As someone who plays and, frankly, enjoys Aion, I didn’t find the announcement disconcerting. The fact is, MMO players in general hate grind. They really do. If you want a MMO to be unpopular, introduce a battle of wits that challenges your devotion to success. Granted, the approach is not fully entertaining until you finish, but nevertheless, that’s what Aion did and the western market had a predictable hissy fit. It was pretty clear to me when Aion launched that it would not have enough quest content and/or exploration value to satiate the hordes of self-designated game designers who either want a MMO to be a leisurely prance through the XP bar. Understand that the MMO genre is inherently flawed due to a compromise between content quality and content length. If you do not have a long grind, even if it is amazing, your end-game is criticized for being insufficient. If you have a long grind, well, people just give up on the game and post their expert opinion on the forums. I suppose with that in mind, Aion’s developers made an error in judgement, but it’s a tolerable error.
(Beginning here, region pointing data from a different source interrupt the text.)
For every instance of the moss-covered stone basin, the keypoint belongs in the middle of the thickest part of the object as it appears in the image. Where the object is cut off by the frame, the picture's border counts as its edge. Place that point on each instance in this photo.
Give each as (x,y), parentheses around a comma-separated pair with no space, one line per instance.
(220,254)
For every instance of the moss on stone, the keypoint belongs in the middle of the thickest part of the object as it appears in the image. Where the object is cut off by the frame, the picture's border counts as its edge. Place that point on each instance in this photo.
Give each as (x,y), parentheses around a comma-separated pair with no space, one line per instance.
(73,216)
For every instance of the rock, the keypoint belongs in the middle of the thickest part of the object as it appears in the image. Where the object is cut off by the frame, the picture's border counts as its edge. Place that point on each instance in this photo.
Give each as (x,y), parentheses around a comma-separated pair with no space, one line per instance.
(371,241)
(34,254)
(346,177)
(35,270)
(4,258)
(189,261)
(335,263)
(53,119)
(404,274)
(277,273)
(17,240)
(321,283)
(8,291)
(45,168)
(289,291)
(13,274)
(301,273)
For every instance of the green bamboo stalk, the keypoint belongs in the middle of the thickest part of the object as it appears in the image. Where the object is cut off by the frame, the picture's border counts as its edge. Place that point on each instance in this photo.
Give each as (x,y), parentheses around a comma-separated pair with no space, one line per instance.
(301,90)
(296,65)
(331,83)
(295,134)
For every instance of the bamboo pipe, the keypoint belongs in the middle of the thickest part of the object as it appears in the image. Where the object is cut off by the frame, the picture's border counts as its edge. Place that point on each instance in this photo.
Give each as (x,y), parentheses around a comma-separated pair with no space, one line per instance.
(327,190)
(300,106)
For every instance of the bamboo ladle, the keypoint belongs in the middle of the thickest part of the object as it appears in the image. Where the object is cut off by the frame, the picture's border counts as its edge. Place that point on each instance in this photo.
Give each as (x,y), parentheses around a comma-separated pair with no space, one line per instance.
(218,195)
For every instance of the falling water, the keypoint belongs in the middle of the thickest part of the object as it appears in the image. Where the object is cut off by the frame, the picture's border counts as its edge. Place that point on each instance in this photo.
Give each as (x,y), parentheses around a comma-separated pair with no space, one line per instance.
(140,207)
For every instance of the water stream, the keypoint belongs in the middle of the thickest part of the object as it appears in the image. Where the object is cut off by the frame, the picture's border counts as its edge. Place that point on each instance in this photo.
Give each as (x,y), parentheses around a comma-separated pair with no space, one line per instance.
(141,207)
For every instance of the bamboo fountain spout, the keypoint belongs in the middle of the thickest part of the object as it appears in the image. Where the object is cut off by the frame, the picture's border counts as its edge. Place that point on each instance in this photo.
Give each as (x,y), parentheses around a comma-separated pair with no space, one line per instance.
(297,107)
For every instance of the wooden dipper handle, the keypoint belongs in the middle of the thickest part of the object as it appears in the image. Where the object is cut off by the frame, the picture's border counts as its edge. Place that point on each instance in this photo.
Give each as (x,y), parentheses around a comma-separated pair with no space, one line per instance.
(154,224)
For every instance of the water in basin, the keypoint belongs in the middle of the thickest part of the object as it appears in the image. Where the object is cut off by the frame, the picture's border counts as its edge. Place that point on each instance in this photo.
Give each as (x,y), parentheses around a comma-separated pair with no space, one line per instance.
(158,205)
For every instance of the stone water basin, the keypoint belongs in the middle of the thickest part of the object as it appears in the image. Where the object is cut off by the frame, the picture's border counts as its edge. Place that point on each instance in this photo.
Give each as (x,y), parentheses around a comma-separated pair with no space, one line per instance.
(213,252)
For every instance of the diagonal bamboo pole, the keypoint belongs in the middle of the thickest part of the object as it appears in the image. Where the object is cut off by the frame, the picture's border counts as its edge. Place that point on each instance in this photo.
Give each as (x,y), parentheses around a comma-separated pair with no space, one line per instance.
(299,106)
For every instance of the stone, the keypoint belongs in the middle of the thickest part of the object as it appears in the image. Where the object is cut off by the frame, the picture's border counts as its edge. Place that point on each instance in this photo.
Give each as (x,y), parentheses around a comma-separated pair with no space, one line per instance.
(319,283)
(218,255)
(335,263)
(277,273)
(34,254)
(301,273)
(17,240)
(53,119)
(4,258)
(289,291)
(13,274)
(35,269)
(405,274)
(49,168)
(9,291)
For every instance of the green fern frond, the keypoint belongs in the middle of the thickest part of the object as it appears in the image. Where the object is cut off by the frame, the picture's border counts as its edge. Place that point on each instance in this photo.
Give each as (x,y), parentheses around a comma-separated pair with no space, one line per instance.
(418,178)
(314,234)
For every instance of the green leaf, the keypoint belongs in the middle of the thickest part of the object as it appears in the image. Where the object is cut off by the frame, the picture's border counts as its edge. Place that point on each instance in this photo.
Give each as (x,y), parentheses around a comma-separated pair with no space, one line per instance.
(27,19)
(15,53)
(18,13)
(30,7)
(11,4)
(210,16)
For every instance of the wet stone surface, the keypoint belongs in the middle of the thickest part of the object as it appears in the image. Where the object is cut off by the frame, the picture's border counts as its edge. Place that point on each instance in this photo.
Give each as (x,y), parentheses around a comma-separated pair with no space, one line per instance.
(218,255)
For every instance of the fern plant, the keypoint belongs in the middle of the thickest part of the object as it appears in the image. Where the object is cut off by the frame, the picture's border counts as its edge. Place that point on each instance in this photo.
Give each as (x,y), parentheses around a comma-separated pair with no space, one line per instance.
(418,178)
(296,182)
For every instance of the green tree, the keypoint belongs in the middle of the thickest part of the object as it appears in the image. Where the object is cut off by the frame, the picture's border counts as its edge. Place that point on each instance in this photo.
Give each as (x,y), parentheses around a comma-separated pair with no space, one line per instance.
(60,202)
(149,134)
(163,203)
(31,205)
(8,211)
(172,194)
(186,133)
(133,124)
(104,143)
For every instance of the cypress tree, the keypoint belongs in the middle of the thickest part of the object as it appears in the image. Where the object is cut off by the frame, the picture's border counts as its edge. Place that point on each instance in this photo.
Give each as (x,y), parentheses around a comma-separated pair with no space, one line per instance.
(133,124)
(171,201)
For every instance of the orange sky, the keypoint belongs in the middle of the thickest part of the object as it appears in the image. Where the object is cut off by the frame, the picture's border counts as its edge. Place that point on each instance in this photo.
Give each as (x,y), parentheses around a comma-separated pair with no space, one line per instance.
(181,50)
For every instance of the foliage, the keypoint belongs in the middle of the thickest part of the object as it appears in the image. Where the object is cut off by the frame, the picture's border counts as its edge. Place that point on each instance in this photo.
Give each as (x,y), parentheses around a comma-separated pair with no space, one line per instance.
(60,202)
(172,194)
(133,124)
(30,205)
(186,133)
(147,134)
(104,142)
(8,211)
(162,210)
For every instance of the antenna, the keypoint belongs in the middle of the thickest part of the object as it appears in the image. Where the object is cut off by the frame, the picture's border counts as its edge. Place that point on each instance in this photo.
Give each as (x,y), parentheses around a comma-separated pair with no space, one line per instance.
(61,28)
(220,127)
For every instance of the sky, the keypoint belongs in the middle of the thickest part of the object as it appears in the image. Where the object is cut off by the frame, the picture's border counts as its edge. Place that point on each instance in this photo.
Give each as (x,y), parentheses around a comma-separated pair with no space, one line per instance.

People also don’t enjoy a lack of innovation in MMOs. That’s fine, but having playing a ton of gimmick-launch games, I can’t say Aion is bad for playing it safe, albeit too safe for a warm welcome in the western world. While yes, I love innovation, I do not love it at the cost of the basic foundations of a MMO like relevant PvP rewards and whatnot. I also feel Runes of Magic is a MMO that carries the WoW torch for its own benefit. Some people do base their decisions on “Anything but WoW”, and given that RoM’s mages were completely and utterly broken when I was playing, I found the lack of attention towards balance to be mortifying. Aion, being akin to Lineage 2, had the allure of being one of those games where simply existing there would be a badge of superficial-badassery without having a dissatisfying rift in class balance.
What does this mean? Well, the silly business about all of this is that NCsoft can fix it and probably will whether I like it or not. I don’t mind an influx of fresh blood, and as MMOs do get older, it stands to reason that you want to get new members up to relevant content instead of pulling a Granado Espadan content curve. (Read: Straight up, then plateau at 110.) If Aion’s only flaws are being too hard and generic, then the game isn’t permanently screwed.
Still, if you want to try to bring friends into Aion, good luck. Aion’s reputation is, without a doubt, bad.